Grants Pass area elementary and high schools settle into a range with about 90% of students fully vaccinated. Medford schools fall into a slightly higher range, with little difference among the schools even though the catchment areas of elementary schools have very different demographics. Hoover, Howard, Kennedy, Roosevelt, and Griffin Creek, all report about 93% vaccination rates.
The Oregon Health Authority considers a 95% rate to be the minimum safe rate for adequate herd immunity.
Early in 2020 people were asked to wear masks and keep social distance to protect both oneself and others from a new and unknown Covid infection. Masks protected us, we thought, by filtering micro-particles. Masks were both self protection and good citizenship. I remember disapproving of people in stores who refused to wear a mask. I thought them scofflaws at best and dangerous at worst. Vaccinations weren't yet available.
But later, evidence suggested most masks did little to protect oneself and that vaccinations gave oneself good protection against hospitalization and death but did not stop one from getting infected and spreading the disease.

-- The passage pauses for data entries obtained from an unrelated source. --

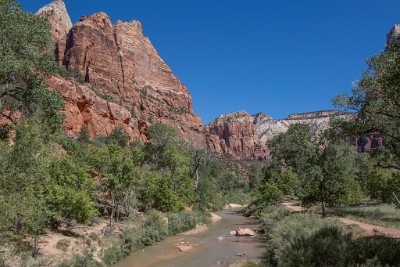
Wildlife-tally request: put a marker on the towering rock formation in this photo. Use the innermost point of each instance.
(318, 121)
(395, 31)
(235, 134)
(244, 137)
(61, 24)
(121, 65)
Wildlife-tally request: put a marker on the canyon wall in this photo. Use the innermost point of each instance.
(119, 66)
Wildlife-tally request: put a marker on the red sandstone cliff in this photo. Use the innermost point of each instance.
(235, 134)
(117, 61)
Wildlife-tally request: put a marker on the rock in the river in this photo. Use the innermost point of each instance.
(185, 247)
(244, 232)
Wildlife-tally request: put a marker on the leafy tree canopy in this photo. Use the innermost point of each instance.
(25, 52)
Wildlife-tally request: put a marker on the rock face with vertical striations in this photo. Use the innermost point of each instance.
(392, 34)
(235, 134)
(318, 121)
(118, 62)
(61, 24)
(244, 137)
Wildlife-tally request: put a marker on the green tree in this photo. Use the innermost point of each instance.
(118, 172)
(70, 192)
(332, 181)
(326, 170)
(26, 54)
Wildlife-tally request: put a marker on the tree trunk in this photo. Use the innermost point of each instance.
(196, 182)
(322, 199)
(112, 208)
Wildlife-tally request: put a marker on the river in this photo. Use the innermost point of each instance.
(214, 247)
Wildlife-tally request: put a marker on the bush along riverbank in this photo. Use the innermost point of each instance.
(125, 238)
(306, 239)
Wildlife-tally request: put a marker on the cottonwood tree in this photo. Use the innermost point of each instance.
(326, 173)
(376, 98)
(25, 55)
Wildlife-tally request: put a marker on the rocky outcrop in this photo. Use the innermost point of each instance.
(84, 107)
(244, 137)
(244, 232)
(394, 32)
(235, 134)
(61, 24)
(120, 62)
(318, 121)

There was a general shift in public attitude toward self-protection and away from one's obligation to others.
In Oregon, a Democratic governor, sensitive to the wishes of Oregon teachers, agreed to prioritize their health. It made some sense. Schools might be the worst vectors of Covid spread. Oregon schools went to remote learning early and stuck with it. Education suffered. An idea found traction in Oregon and nationally that public health was primarily about politics, not health. Trump praised vaccines, then backed away from them. Vaccines were for wimps, or part of a conspiracy by Anthony Fauci, Bill Gates, and Nancy Pelosi. Finally, the idea grew in GOP circles that Covid was mostly a minor disease blown up into a vehicle to kill the economy, hurt Trump, and elect Democrats. Infectious diseases are no big deal.
Now, as Americans mentally digest the meaning of Covid and vaccinations, an idea floats in the zeitgeist that vaccinations aren't about protecting the community from something terrible. Vaccinations --or even getting the diseases -- are a personal choice. Parents in Ashland schools who don't vaccinate their children need not consider themselves careless people creating a public health hazard. Being unvaccinated is not the equivalent of littering, or driving drunk, or firing a celebratory gunshot into the air. Ashland High students, even unvaccinated ones, are "responsible citizens," as written in the mission statement. Being unvaccinated is a personal choice, both for you and others. Parents who are worried about their children getting sick from childhood diseases should vaccinate their children.
I grew up the child of the World War II generation. That generation joined together against an outside threat. Children today are growing up the grandchildren of the "Me Generation" and the children of Millennials who saw pensions end in favor of individual retirement accounts. In the economy and as a citizen, we are on our own.
I list the potential hotspot schools not to shame them, even though I think the number of unvaccinated students in them is unfortunate. The schools and politicians are responding to public sentiment, which is what public schools must do. Parents nervous about disease outbreaks in local schools need to vaccinate their children before enrolling them. It's on you. It is a new world, a new generation. I don't like it, but it is the nature of public health in 2024.
Note: The immunity figures for Bellview School in Ashland are taken directly from the Oregon Health Authority report. It does not make sense that there are more. people with full vaccination than are vaccinated for a subset of that whole (measles) but that is how the OHA reported it.)